“Is this really happening? ‘Cause I hallucinate sometimes,” Kenny says to the Swedish student who has just started at his school in time for prom. The entire Real O’Neal clan are adorably awkward and quirky and, at the start of the series, devoutly Catholic. Mom, played by Martha Plimpton, was a religious enforcer who took the joy out of every occasion. In “The Real Prom,” the entire family show how far they have moved on.
Kenny (Noah Galvin) “comes out” at the start of the season and has had to fight his own feelings, his mother and grandmother. It is hard not to love Kenny. A naive teen who wants to meet that special boy and whose heart is as full of romantic dreams as your Aunt Ethel’s.
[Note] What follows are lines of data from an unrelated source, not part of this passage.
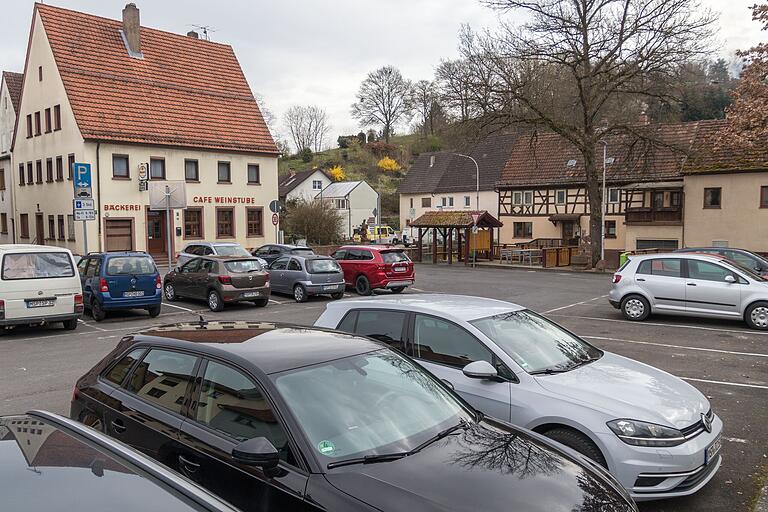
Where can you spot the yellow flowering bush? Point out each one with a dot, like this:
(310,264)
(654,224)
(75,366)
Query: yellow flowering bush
(388,164)
(337,173)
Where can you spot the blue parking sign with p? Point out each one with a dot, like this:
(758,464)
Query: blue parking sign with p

For his prom he wants nothing more than to dance and kiss the boy of his dreams while ABBA plays. Meanwhile Eileen is fighting her feelings for vice principle Murray (Matt Oberg) and the scene where she tells Clive that there is no way on earth she will ever date him is recited like a Dr. Seuss rhyme. After her “Green Eggs and Ham” rejection, he plays his Theremin and sings “Come On Eileen,” to Eileen O’Neal.
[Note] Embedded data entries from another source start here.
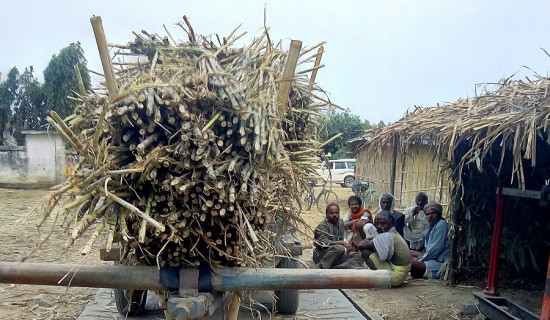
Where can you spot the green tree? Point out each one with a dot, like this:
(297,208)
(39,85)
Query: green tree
(29,110)
(8,94)
(60,79)
(347,123)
Pat (Jay R. Ferguson) takes his daughter Shannon (Bebe Wood) to the prom after learning that she turned down Ethan. He explains, while they watch “Carrie” that just because he had a miserable time at his prom that not everyone does.
The storyline has both Kenny and Jimmy (Matt Shively) struggling to get dates for the prom. Jimmy knows who he wants to ask but has not come up with a spectacular enough “prom-posal” yet. Kenny, being the only gay in the school, who has come out, has no idea who to ask, apart from the barista at Rigby’s.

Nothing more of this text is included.